Leserbriefe zur Rezension

Dante und Heidegger

Zur Juni-Ausgabe von literaturkritik.de. Mit Anmerkungen zur Situation wissenschaftlicher Mitarbeiter an deutschen Universitäten und unserer Zeitschrift – aus gegebenem Anlass

Von Thomas Anz


Prof. Dr. Norbert Mecklenburg schrieb uns am 14.06.2015
Thema: Thomas Anz: Dante und Heidegger

Bestürzt und – über unsere Hochschulgermanisten-Zunft – beschämt lese ich die Mitteilung von Thomas Anz, Jan Süselbeck, ein Jahrzehnt lang, als Nachfolger von Lutz Hagestedt, der es vom Verlagslektor zum Ordinarius geschafft hat, Redaktionsleiter von „literaturkritik.de“, promovierter und habilitierter Germanist, in seiner Wissenschaftler-Generation ein herausragender produktiver und kritischer Kopf, sei seit einem Monat „arbeitslos“. Was kann einer mehr tun, um eine gesicherte akademische Stelle an einer deutschen Uni zu erhalten, als eine glänzende Diss über Arno Schmidt, eine bahnbrechende literatur- und medienwissenschaftliche Habilschrift über Kriegsdarstellung zu schreiben, Bücher über literarische Topographien der Gegenwart, Generationengeschichte im Spiegel der  modernen Literatur herauszugeben, zahlreiche philologische und 350 (!) literaturkritische Aufsätze zu publizieren?

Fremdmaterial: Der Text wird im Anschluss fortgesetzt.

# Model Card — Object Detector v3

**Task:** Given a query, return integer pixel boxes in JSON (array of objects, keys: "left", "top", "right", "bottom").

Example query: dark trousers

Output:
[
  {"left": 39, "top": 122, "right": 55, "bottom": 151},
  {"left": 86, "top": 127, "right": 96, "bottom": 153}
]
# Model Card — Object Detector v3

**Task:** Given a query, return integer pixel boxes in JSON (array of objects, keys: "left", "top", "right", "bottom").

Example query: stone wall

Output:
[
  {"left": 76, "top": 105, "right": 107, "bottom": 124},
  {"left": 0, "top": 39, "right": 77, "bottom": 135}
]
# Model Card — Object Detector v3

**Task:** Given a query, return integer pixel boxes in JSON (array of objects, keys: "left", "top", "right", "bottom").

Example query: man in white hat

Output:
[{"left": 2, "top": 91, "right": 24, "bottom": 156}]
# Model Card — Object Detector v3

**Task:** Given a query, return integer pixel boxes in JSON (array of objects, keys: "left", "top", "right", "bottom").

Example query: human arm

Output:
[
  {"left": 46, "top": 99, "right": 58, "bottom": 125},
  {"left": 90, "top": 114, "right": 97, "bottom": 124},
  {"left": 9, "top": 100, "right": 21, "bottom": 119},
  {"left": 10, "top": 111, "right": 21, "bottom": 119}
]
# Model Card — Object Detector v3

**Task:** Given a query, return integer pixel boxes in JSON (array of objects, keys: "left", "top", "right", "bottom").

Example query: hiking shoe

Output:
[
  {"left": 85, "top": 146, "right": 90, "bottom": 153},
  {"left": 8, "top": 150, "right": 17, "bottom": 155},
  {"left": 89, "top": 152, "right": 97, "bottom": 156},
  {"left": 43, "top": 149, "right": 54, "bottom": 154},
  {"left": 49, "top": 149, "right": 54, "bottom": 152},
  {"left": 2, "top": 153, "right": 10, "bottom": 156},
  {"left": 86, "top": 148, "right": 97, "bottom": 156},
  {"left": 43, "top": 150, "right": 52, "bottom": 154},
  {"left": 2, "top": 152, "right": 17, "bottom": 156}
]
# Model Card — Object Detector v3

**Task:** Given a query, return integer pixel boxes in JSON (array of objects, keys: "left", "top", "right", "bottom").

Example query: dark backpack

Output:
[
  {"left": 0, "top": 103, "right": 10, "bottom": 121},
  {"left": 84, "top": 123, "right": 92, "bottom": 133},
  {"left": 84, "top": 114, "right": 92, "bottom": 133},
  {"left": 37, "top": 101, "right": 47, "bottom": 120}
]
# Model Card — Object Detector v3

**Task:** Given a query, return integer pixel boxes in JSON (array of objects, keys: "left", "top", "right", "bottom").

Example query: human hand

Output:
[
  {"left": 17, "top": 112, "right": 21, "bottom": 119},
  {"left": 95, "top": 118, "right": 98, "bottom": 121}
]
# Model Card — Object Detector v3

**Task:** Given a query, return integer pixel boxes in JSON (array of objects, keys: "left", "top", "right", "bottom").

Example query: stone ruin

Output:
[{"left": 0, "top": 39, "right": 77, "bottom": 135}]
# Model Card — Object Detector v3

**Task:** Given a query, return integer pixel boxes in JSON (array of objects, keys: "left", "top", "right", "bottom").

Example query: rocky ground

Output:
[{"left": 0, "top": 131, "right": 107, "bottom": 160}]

Thomas Anz macht dafür eine „unverantwortliche Personalpolitik an deutschen Hochschulen“ verantwortlich. Es könnte noch hinzukommen, dass die Mentalität vieler derzeitig über Nachwuchsstellen verfügender Germanisten nicht gerade dem entgegenkommt, was Jan Süselbeck vorbildlich wie wenige andere repräsentiert: Germanistik nicht als „Wissenschaft des nicht Wissenswerten“, als philologischer Elfenbeinturm oder akademisches Karrierefeld, sondern als öffentliche, eingreifende Wissenschaft, die ein praktisches und kritisches Erkenntnisinteresse verantwortlich wahrnimmt. Es wäre zu wünschen, dass diejenigen unter unseren KollegInnen, die sich solch ein Erkenntnisinteresse nicht haben wegmachen lassen, verantwortlich und solidarisch darum bemühten, Jan Süselbeck der Uni-Germanistik zu erhalten.